Monday, April 5, 2010

Red Lentil and Spinach Soup with Lemon Coriander Yogurt

 

I was in the mood for lentils the other day, but not anything very heavy or too strongly curry flavored. On top of that, I was craving more “spring” flavors, especially because it’s finally starting to warm up here in Orlando. Scratch that, it went from winter to summer over the course of a week! We have such odd weather in Florida during the spring – but then I’d rather have that than shovel snow.

I decided to go for a light curry flavor here and pair it with lemon and spinach. The lemon keeps it fresh-tasting, while the yogurt cools down the slight heat from the curry powder – I use Penzey’s Hot Curry Powder. The red bell pepper garnish gave it a nice crunch with a little sweetness. Cilantro would also be great as a garnish, as coriander is the seed of cilantro. I love using frozen spinach in a soup like this; it defrosted nicely after I pureed the lentils and onion, with no extra work cleaning and chopping.
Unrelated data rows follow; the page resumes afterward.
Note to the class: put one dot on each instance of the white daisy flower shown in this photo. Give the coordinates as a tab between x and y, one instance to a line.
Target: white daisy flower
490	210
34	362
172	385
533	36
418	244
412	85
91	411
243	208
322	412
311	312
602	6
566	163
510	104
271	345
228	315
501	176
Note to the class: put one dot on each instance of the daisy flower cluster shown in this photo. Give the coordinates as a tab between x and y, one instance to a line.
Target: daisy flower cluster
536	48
The result is a fresh tasting, light soup with bright flavors. This also reheats well and can be served the next day if you have leftovers.

 

red lentil spinach lemon soup

 

Red Lentil and Spinach Soup with Lemon Coriander Yogurt

Serves 4

 

2 Tbsp olive oil

1 medium onion, minced

2 cloves garlic, minced

1 Tbsp good quality curry powder

1 Tbsp garam masala

1 1/2 cups red lentils

6 cups vegetable broth

10 ounces frozen spinach

Zest from one lemon, with 1 tsp set aside

Salt and pepper to taste

1 large red pepper, chopped, for garnish

 

Yogurt:

1 Tbsp fresh lemon juice

1 cup Greek yogurt

1 tsp coriander

1 tsp lemon zest

Salt and pepper to taste

 

Heat olive oil over medium heat in a large stock or soup pot. Add onion and cook until translucent, about five minutes. Add garlic, curry powder, and garam masala and cook for one minute. Add lentils and vegetable broth and cook until lentils are soft, about 25-30 minutes. Using a stick blender, puree the soup (you can also transfer the soup to a regular blender if you don’t have a stick blender; return the soup to the pot afterward). Add spinach and heat through until fully defrosted. Stir in lemon zest and salt and pepper to taste.

While the lentils are cooking, combine yogurt ingredients and set aside.

Ladle the soup into bowls and top with a spoonful of the yogurt and chopped red bell pepper.